I got a good start on it today - will post more after I make the dinner ......


----------



## Tom Kitta (Nov 5, 2020)

I almost build what you are planning to build - then I realized that I can use simply re-use an existing tailstock I had for a indexing head. Note that this is not the only design you can copy. It is probably one of the easier (but not easiest) designs through. I ended up making from the parts a wheel balancing fixture - i.e. static balancer. 

Easier design would be one without adjustment up or down as an example.

Note that this will not really support mandrels well while cutting gears - what I used was a machinist jack right under the area being cut - unless the shaft you are cutting is really thick.


----------



## Brent H (Nov 6, 2020)

The shaft is 1-1/4” plus a few other things to machine.

I mounted and centred the big block in the four jaw and then proceeded to drill it out to size. The hole is to be 3/4” so I drilled up in steps - 2 of the few #2MT bits missing in my set is the 23/32 and the 47/64th so I hade to change things up and bore the last few thou and then reamed to 3/4.












The. It was back to the mill for all the holes and threads.  




1/16 slot cut to allow tightening up the centre





Holes for the set screw that keeps the centre from spinning when advancing it and the counter bore for the 5/16 socket head cap screw that locks the centre





drilling out the holes for the 1/2” bolts that will hold everything in place. 




Milling out the bottom relief (3/4” end mill) 









above pic is the back of the block.  This will house the adjustment to dial in and out the centre - the centre is a piece of 3/4” round stock (pretty hard so like a 4130). The centre is drilled out to 2.5” and tapped to 7/16-20





That’s where I am today.  Will be making a few brass items and the base part as soon as possible.


----------



## PeterT (Nov 6, 2020)

You are a speedy builder, Brent.
When you do slitting/sawing like that, do you cut in progressively deeper passes, or one shot & just adjust the feed accordingly?


----------



## Brent H (Nov 6, 2020)

I just let’er rip @PeterT - full depth and feed to avoid vibration, squeaks and other noises.  As I have  no power y axis  it is hand driven  - watch the chips and the heat - I try feed so it sounds like a clean cut and chips come out not burnt - cutter was HSS - applied oil as the slice progressed.


----------



## David_R8 (Nov 6, 2020)

Wow! Fantastic progress Brent!


----------



## YYCHM (Nov 6, 2020)

What dia slitting saw and what RPM?


----------



## Brent H (Nov 6, 2020)

Slitting saw was 3” diameter, 1 inch bore, 36 tooth HSS at 95 RPM and feed rate as per me.  I would think it took me 5 minutes to slice 2-1/5” ...... maybe 8 minutes.  Added lube to start - my lathe takes 30W detergent free so I have several oil cans loaded with that as .... well you can squirt different places in the lathe so that is my lube ....


----------



## Brent H (Nov 7, 2020)

Some lathe work today.  Turned a 9/16” piece of 4140 down to 7/16 (0.4375) and then threaded it to 20 TPI. About 3” worth of thread for the adjustable centre.

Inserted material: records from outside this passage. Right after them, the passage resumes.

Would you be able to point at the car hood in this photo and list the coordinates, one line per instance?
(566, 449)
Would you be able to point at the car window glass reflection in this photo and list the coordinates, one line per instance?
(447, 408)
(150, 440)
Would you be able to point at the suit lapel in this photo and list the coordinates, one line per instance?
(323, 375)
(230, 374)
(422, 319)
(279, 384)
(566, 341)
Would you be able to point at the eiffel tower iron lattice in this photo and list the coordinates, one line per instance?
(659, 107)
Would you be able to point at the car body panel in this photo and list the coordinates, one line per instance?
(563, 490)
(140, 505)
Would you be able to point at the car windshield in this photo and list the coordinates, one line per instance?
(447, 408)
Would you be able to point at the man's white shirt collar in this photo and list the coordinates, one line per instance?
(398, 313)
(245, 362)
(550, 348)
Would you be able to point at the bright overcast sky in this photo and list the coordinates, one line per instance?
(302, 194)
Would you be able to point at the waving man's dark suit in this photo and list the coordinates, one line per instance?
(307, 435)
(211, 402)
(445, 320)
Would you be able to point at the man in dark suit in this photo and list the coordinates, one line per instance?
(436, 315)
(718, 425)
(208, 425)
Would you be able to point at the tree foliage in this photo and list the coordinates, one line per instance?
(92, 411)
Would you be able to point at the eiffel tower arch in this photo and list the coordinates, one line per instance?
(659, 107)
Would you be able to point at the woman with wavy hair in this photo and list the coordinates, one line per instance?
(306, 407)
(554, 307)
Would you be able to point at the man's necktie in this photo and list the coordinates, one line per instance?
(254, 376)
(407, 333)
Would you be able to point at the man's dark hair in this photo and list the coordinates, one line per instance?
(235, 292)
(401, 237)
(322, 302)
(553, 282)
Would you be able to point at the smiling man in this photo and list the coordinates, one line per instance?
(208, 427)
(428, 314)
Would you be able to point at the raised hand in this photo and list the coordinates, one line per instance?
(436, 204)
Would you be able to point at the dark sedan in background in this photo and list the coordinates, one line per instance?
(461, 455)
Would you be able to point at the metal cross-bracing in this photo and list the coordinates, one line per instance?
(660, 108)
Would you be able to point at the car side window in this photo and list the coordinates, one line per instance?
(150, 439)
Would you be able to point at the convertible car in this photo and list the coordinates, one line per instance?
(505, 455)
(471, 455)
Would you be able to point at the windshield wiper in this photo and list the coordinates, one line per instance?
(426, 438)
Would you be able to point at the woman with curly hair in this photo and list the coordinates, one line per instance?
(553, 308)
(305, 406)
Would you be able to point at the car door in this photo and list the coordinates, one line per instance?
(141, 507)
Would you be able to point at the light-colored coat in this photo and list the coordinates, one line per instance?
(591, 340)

Also made up a brass knob end for the screw.  This fits the block and allows you to turn the centre in and out.   The brass is 1” round stock and I shrunk fit the larger knob on (0.002” interference fit). Knurled the knob with a straight type knurling tool.  Will have to work on that technique as it is a load on a little lathe.  

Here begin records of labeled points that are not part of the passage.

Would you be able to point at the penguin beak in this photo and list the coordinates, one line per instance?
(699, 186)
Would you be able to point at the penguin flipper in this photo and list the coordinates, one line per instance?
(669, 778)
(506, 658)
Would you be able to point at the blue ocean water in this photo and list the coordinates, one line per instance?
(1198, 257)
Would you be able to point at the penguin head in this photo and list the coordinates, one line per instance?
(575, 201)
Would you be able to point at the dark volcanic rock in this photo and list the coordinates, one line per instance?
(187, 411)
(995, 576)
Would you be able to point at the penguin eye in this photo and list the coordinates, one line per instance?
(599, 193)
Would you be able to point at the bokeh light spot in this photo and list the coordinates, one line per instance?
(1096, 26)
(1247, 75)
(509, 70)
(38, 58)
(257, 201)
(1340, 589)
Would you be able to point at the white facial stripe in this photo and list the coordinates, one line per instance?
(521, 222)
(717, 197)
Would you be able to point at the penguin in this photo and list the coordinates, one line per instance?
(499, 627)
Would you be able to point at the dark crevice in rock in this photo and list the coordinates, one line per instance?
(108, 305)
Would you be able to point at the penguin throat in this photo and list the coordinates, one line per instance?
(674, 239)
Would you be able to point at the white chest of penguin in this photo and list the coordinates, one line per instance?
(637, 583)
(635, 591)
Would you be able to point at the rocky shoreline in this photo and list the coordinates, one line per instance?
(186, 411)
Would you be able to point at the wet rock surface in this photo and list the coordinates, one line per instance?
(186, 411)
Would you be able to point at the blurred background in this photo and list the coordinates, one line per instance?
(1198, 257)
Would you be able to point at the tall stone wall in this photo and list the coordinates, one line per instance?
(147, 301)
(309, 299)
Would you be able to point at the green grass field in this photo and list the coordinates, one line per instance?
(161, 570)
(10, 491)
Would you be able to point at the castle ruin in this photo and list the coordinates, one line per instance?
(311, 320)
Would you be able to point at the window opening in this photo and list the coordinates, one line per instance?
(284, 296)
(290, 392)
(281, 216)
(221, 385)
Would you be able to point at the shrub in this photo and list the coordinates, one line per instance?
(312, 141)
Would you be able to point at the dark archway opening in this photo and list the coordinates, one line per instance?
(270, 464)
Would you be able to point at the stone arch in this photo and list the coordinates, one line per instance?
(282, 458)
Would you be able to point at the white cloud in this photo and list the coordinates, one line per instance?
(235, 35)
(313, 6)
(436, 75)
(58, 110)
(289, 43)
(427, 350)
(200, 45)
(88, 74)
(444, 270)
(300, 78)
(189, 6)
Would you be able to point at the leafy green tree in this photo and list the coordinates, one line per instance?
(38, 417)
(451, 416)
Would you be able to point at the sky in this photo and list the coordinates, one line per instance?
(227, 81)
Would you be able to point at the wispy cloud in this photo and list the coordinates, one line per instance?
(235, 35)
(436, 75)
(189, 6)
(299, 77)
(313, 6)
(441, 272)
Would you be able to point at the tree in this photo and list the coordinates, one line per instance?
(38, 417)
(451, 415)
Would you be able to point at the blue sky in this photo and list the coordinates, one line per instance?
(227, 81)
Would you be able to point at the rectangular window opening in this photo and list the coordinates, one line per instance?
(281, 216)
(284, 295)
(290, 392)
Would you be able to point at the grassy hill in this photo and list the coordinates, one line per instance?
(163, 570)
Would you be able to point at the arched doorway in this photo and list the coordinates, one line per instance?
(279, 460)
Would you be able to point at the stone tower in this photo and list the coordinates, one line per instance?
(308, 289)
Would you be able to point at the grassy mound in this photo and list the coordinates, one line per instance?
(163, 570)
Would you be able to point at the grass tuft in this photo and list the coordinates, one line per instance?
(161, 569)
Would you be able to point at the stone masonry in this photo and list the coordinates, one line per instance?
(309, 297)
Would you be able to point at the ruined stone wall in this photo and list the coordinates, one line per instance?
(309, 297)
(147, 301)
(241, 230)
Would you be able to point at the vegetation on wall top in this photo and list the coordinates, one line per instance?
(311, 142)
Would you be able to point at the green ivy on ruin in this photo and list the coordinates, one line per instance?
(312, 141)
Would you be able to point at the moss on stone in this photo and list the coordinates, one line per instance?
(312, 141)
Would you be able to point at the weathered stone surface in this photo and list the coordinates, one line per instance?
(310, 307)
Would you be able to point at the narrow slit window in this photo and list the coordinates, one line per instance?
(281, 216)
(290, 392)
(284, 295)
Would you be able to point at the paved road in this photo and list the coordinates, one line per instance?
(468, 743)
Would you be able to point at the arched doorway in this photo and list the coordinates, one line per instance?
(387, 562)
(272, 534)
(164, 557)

I machined a 1/4” wide by 0.125” deep slot in the centre to allow it to go in and out.  So this is the centre assembly:





Here is a mock up of the base - still need all the machining.




Burgers and beer now


----------



## Brent H (Nov 9, 2020)

Ahh the saga continues.....

I missed a bunch of stuff as I was taking pictures and measuring for @YotaBota for the taper attachment on the Utilathe - anyway I surfaced the plates I needed to using a fly cutter - the first go was with a high speed steel cutter but I switched out to a carbide tipped cutter and it made for a nicer finish.




That pic is with the high speed steel cutter the fly cutter had in it.
Yellow arrow is the carbide and the red is the high speed steel.




Feeds and speed being about the same 600 RPM 10 to 20 thou depth of cut and reasonably quick speed over the part. 

time warped and I just went at it so pictures are of it just needing some clean up





And then got welding ......










tomorrow may be some paint for the base and sides


----------



## David_R8 (Nov 9, 2020)

Nice work Brent... how did you weld between the two uprights???


----------



## Brent H (Nov 9, 2020)

@David_R8 - I have a large 250 amp torch and a smaller 150 amp one.  The smaller one allowed me to weld just from about 1/2 way on either side.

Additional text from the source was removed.